The crunch meeting was aimed at discussing ways to make the sport more exciting by increasing the spectacle, whilst keeping costs under control.
Customer cars could return in order to make the sport more affordable for smaller teams, but the biggest outcome of the meeting is the return of in-race refuelling, which was outlawed at the end of 2009.
However a maximum race fuel allowance, as well as fuel flow limits, will remain in place.
Other changes include a number of measures such as higher revving engines to make the cars “between five and six seconds a lap faster”, confirmed the FIA after the meeting, which also involved Bernie Ecclestone and representatives from Ferrari, Mercedes, McLaren, Red Bull, Williams and Force India.
SUMMARY OF CHANGES
2016: Teams can choose which two compounds (from a total of four) they would like to use at each race of the season, which will open up different strategies
2017: Refuelling reintroduced, again to open up different strategies
Faster cars by 5-6 seconds per lap achieved by;
– Higher revving engines
– Louder engines
– Greater aerodynamic freedom
– Wider tyres
– Reduction in car weight
More aggressive looking cars
Additional changes aimed at making the cars quicker include new aerodynamic rules, wider tyres and a reduction in car weight.
The cars will also look more aggressive as part of an evolution of the aerodynamic restrictions.
The FIA also confirmed that a “comprehensive proposal to ensure the sustainability of the sport has emerged,” which relates to ongoing efforts to reduce costs.
Whilst the largest changes will take place in 2017, next year will see the teams given free tyre choice. They will be allowed to choose which two dry compounds, out of four, they run at each race, despite Pirelli expressing some concerns over the matter.

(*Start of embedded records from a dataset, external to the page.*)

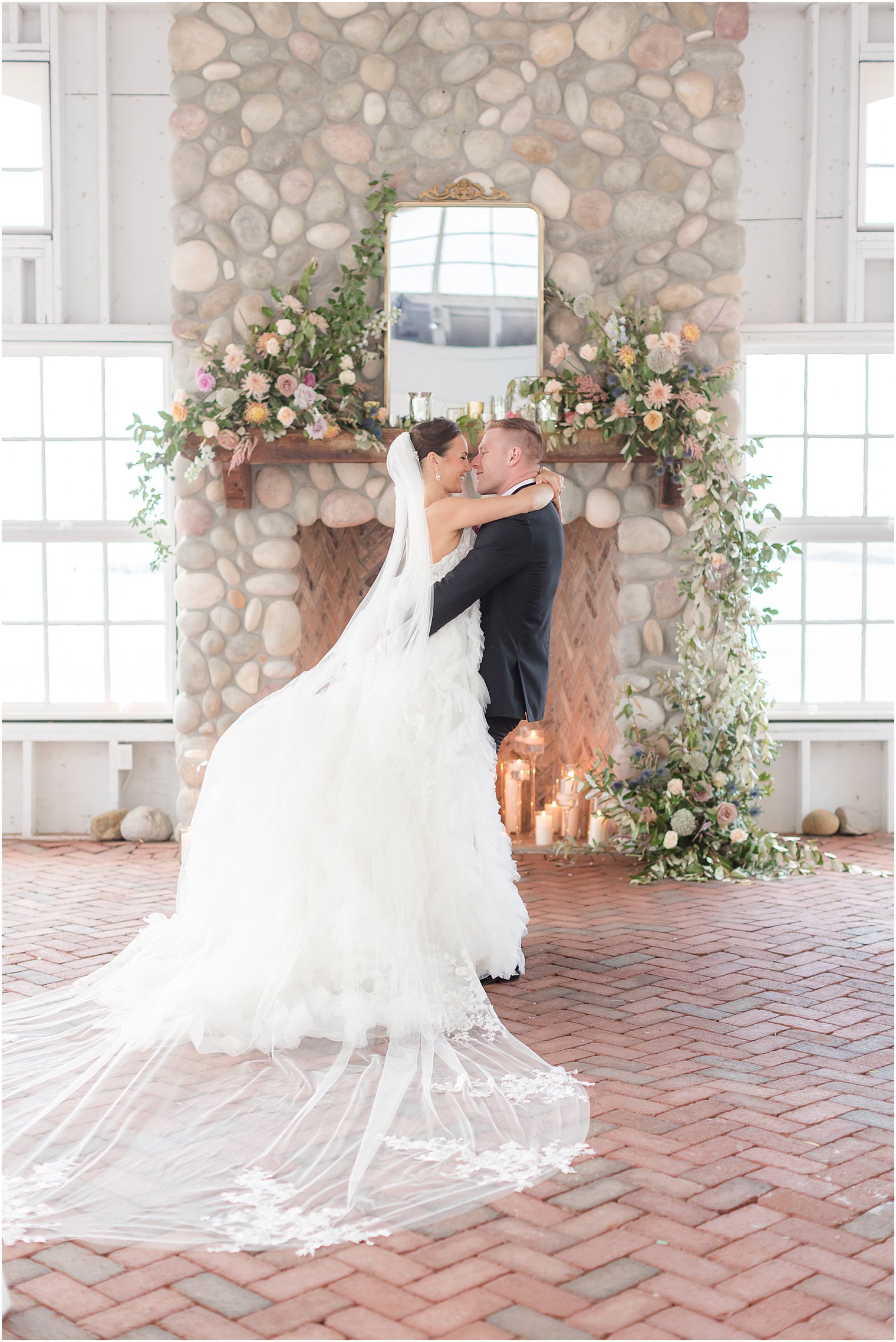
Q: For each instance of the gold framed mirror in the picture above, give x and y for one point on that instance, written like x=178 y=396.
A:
x=466 y=269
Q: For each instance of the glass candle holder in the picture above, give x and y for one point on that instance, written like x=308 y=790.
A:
x=529 y=740
x=517 y=796
x=568 y=799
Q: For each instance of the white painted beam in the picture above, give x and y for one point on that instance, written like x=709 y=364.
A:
x=104 y=136
x=811 y=166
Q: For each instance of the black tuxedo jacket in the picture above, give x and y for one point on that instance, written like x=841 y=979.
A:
x=513 y=571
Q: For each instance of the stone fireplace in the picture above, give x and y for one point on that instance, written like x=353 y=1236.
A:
x=619 y=121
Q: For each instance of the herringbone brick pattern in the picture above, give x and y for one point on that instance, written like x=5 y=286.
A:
x=741 y=1133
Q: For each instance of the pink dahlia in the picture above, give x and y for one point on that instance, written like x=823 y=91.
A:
x=256 y=385
x=726 y=814
x=658 y=393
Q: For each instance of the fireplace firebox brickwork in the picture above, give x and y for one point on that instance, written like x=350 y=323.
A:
x=620 y=121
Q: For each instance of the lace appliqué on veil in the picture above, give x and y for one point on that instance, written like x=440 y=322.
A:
x=513 y=1164
x=518 y=1087
x=556 y=1083
x=261 y=1220
x=466 y=1008
x=19 y=1199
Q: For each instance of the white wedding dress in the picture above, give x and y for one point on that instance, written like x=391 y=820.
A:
x=304 y=1054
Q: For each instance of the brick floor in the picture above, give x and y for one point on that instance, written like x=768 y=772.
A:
x=741 y=1126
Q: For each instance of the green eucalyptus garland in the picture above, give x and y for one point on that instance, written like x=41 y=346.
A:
x=686 y=796
x=295 y=371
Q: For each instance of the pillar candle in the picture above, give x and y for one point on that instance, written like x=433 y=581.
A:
x=543 y=830
x=597 y=829
x=513 y=802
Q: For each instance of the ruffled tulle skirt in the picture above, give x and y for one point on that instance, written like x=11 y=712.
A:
x=304 y=1053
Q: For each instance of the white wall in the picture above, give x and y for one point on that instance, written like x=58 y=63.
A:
x=778 y=160
x=112 y=250
x=788 y=146
x=117 y=222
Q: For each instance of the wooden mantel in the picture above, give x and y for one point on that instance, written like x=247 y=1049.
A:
x=294 y=449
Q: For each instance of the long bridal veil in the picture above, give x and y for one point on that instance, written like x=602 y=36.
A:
x=302 y=1054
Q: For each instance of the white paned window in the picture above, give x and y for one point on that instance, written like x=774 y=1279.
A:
x=877 y=133
x=25 y=133
x=86 y=619
x=828 y=446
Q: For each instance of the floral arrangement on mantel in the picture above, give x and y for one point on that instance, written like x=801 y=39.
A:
x=686 y=800
x=298 y=371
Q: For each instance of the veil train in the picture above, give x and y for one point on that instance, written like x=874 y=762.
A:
x=302 y=1054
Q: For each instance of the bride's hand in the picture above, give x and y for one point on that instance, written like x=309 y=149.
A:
x=556 y=482
x=552 y=478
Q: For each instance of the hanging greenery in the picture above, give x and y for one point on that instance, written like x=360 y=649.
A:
x=297 y=371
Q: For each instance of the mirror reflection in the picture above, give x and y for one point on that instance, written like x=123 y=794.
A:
x=467 y=282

The changes still need to be approved by two further legislative stages.
“This constructive meeting between the FIA, FOM and the teams has allowed paving the way for the future of the championship,” added the statement.
“All parties agreed to work together with an intention to firm up these proposals and submit them to the approval of the F1 Commission and the World Motor Sport Council of the FIA as soon as possible for implementation.”
A proposal for a fifth engine in 2015 was rejected during the meeting.